Researchers may soon have the capacity to deliver drugs encapsulated in nanogels. These nanogels have great potential within the pharmaceutical industry and can reduce the side-effects of drugs without reducing effectiveness.
Researchers globally have long been working towards developing nanogels that can encapsulate drugs. These nanogels can contain antibiotics or other classes of drugs, which can then be administered to patients.
Previous studies with nanogels have shown that they reduce the toxicity of drugs without diminishing their effectiveness.
This means that the dose can sometimes even be increased to improve effectiveness or that drugs normally causing excessive side-effects can be used without greater risk.
Now researchers have taken this one step further and shown how the structure of a drug encapsulated in the nanogels affects the rate of release.
“In collaboration with researchers from the University of British Columbia in Vancouver, Canada we previously showed that we could quadruple the amount of an antimicrobial substance that we gave to mice, providing greater effectiveness but without more side-effects. This makes the nanogels an exciting new way of administering drugs. Our latest study shows how to regulate the release of the substances encapsulated in the nanogels,” explains a researcher behind the project, Hanne Mørck Nielsen, Professor, Department of Pharmacy, University of Copenhagen, Denmark.
The research has been published in the Journal of Colloid and Interface Science.
Nanogels are harmless
Nanogels are microfluidic self-assembled soft structures 100–200 nanometres in diameter, which are enabled by controlling the polymers that encapsulate active ingredients, by the actual active ingredient and by the method of preparation.
The polymer used is an octenyl succinic anhydride–modified version of hyaluronic acid, a natural substance that is both biodegradable and known for its beneficial effects in moisturising skin, and it does not harm the human body.
Previous experiments found that the size of the nanogels changed when some types of drugs were encapsulated but not for other drugs.
In the new study, the researchers aimed to find out what determines whether the nanogels change structure or not and the effects.
“The purpose of this research was to show not only that the polymers assemble into a spherical shape that encapsulates a large quantity of peptide but also how this affects the characteristics of the nanogels when even slightly structurally different peptides are encapsulated,” says Hanne Mørck Nielsen.
Peptide characteristics strongly influence nanogel function
The researchers inserted various peptides into the nanogels. Peptides, similar to the somewhat larger proteins, comprise various amino acids in sequence.
The researchers tested many peptides with the same length and charge but with different amino acid sequences, which affected the degree and positioning of the hydrophilic parts of the peptides.
The experiment showed that the size of the nanogels depends strongly on what molecule the researchers encapsulated in them. Some grew and others shrunk. They also differed in how much peptide could fit in each nanogel.
The researchers also used small-angle neutron scattering to determine the structure of each individual nanogel. The main difference was that the more hydrophobic peptides tended to be located internally rather than on the surface of the nanogel. When this happens, the nanogels become smaller.
“We also found that the structure of the peptides influences the rate of peptide release from the nanogel. Here, the slightly hydrophobic peptides have slower release kinetics than the just slightly more hydrophilic ones. The results show that one size does not fit all when encapsulating drugs in a nanogel. This knowledge offers better opportunities for better matching peptides with the nanogels to achieve the desired effect,” notes Hanne Mørck Nielsen.
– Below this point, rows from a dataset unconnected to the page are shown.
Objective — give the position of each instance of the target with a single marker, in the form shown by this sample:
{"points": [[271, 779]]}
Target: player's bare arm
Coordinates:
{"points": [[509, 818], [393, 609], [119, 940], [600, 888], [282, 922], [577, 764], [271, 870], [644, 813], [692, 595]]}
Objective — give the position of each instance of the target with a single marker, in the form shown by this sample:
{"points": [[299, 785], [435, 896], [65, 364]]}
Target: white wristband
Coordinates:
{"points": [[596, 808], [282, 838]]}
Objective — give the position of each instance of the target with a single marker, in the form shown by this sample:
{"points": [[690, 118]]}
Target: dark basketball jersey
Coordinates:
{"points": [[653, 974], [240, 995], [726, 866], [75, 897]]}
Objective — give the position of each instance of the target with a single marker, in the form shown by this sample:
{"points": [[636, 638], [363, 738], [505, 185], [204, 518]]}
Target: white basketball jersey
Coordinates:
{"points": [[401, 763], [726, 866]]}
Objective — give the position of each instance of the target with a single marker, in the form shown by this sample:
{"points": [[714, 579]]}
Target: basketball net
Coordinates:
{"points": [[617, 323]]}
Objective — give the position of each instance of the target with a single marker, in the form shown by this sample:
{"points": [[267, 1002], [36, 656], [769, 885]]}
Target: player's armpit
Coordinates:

Relevant for insulin and antibiotics
According to Hanne Mørck Nielsen, the study contributes to improving understanding of how nanogels can be used to encapsulate drugs. She says that a slightly more hydrophobic peptide might be useful if you want it to be released slowly in the body to minimise side-effects or to be effective for longer.
For example, this could apply to some types of insulin, for which the desired effect is over several hours or days.
“Using nanogels enables us to adjust the release profile of a drug for a longer-lasting effect or to use a higher dose of it without side-effects. This is the potential, and it may be very important in relation to many types of treatment, including antibiotics, for which a longer-lasting effect of an antibiotic in, for example, the nasal mucosa may be desired. In that situation, the nanogels can release an antibiotic slowly, which both kills the bacteria and keeps them away, without the body being overloaded with the negative effects of a large quantity of antibiotics,” concludes Hanne Mørck Nielsen.